RegExSplit(ByRef String, Delimiter := "", OmitChars := "", MaxParts := -1) {
   static uFFFF := Chr(0xFFFF)

   ; early exit, split by chars
   if (Delimiter = "")
      return StrSplit(String, Delimiter, OmitChars, MaxParts)

   ; has regex flags?
   if RegExMatch(Delimiter, "^([^\(\)]*\))(.*)$", m) 
      Delimiter := m1 "(" m2 ")"
   else
      Delimiter := "(" Delimiter ")"

   return StrSplit(RegExReplace(String, Delimiter, uFFFF), uFFFF, OmitChars, MaxParts)
}
swagfag
Posts: 6222
Joined: 11 Jan 2017, 17:59

Re: Split String by RegEx

23 May 2020, 23:32

yeah, no clean way of resolving that using this approach unfortunately
scratch that, see https://www.autohotkey.com/boards/viewtopic.php?p=331034#p331034
Last edited by swagfag on 24 May 2020, 08:01, edited 1 time in total.
User avatar
Chunjee
Posts: 1420
Joined: 18 Apr 2014, 19:05
Contact:

Re: Split String by RegEx

24 May 2020, 00:30

https://biga-ahk.github.io/biga.ahk/#/?id=split does this I believe.
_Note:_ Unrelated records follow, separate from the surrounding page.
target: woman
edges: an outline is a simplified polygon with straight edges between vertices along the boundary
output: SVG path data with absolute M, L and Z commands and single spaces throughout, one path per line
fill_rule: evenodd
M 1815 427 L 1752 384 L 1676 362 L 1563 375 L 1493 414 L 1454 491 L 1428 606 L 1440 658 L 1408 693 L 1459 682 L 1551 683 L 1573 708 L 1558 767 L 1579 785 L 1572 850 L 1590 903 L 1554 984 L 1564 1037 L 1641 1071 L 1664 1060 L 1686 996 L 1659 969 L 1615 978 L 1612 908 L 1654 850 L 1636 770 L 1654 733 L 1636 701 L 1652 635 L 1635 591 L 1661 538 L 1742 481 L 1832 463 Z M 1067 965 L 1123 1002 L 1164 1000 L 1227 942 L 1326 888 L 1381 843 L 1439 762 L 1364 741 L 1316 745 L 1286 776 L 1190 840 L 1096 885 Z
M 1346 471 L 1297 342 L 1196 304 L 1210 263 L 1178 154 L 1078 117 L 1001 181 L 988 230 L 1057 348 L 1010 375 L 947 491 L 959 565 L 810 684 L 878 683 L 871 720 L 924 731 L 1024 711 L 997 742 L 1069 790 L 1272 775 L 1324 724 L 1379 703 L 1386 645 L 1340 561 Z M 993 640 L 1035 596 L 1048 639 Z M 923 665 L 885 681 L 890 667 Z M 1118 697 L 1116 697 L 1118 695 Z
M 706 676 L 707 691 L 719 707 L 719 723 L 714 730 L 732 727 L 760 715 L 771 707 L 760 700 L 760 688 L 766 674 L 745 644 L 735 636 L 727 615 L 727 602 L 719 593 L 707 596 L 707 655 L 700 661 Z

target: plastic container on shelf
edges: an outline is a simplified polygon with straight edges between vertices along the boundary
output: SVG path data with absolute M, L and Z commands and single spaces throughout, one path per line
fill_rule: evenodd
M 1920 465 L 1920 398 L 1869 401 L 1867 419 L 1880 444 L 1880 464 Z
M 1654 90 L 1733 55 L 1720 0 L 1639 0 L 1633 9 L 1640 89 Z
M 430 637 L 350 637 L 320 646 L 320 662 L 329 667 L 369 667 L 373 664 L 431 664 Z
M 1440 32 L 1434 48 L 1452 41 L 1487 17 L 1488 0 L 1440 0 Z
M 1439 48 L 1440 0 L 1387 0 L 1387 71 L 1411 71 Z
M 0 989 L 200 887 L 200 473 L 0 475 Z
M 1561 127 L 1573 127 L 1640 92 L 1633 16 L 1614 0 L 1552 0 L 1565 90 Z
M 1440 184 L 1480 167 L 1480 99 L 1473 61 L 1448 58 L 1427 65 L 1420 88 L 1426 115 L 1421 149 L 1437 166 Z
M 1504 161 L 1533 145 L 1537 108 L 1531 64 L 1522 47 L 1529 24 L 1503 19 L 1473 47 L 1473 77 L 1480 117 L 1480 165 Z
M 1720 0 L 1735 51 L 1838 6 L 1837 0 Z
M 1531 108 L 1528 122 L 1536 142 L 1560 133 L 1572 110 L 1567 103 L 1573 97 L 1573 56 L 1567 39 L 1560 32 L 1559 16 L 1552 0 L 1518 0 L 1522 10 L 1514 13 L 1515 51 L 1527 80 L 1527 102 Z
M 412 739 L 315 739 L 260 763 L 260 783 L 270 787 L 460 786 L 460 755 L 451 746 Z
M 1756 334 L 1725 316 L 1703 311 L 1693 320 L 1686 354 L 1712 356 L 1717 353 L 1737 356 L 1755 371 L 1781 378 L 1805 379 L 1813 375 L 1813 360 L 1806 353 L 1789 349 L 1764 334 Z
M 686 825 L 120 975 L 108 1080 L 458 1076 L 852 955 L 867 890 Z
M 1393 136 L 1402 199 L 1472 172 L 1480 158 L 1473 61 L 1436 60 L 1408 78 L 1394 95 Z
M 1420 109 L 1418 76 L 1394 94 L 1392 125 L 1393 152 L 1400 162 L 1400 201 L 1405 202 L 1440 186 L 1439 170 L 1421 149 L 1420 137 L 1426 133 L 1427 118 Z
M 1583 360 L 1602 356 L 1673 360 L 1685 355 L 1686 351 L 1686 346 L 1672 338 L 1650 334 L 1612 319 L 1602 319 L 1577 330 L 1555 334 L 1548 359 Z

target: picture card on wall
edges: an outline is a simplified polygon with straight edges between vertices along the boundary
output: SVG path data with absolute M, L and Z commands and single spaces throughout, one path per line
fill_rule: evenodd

Though regex patterns currently need to be specified with surrounding / characters

Code: Select all

A := new biga() ; requires https://www.npmjs.com/package/biga.ahk

A.split("a--b-c", "/[\-]+/")
; => ["a", "b", "c"]

currently no way to specify "i" regex option.

Code: Select all

A.split("ABCDEFGCVBCRTYECEFGH", "/(?<=B)C|E(?=F)/")
; => ["AB", "D", "FGCVB", "RTYEC", "FGH"]
swagfag
Posts: 6222
Joined: 11 Jan 2017, 17:59

Re: Split String by RegEx

24 May 2020, 08:01

actually i dont remember why i put an extra set of parens in there

Code: Select all

RegExSplit(ByRef String, Delimiter := "", OmitChars := "", MaxParts := -1) {
	static uFFFF := Chr(0xFFFF)

	; early exit, split by chars
	if (Delimiter = "")
		return StrSplit(String, Delimiter, OmitChars, MaxParts)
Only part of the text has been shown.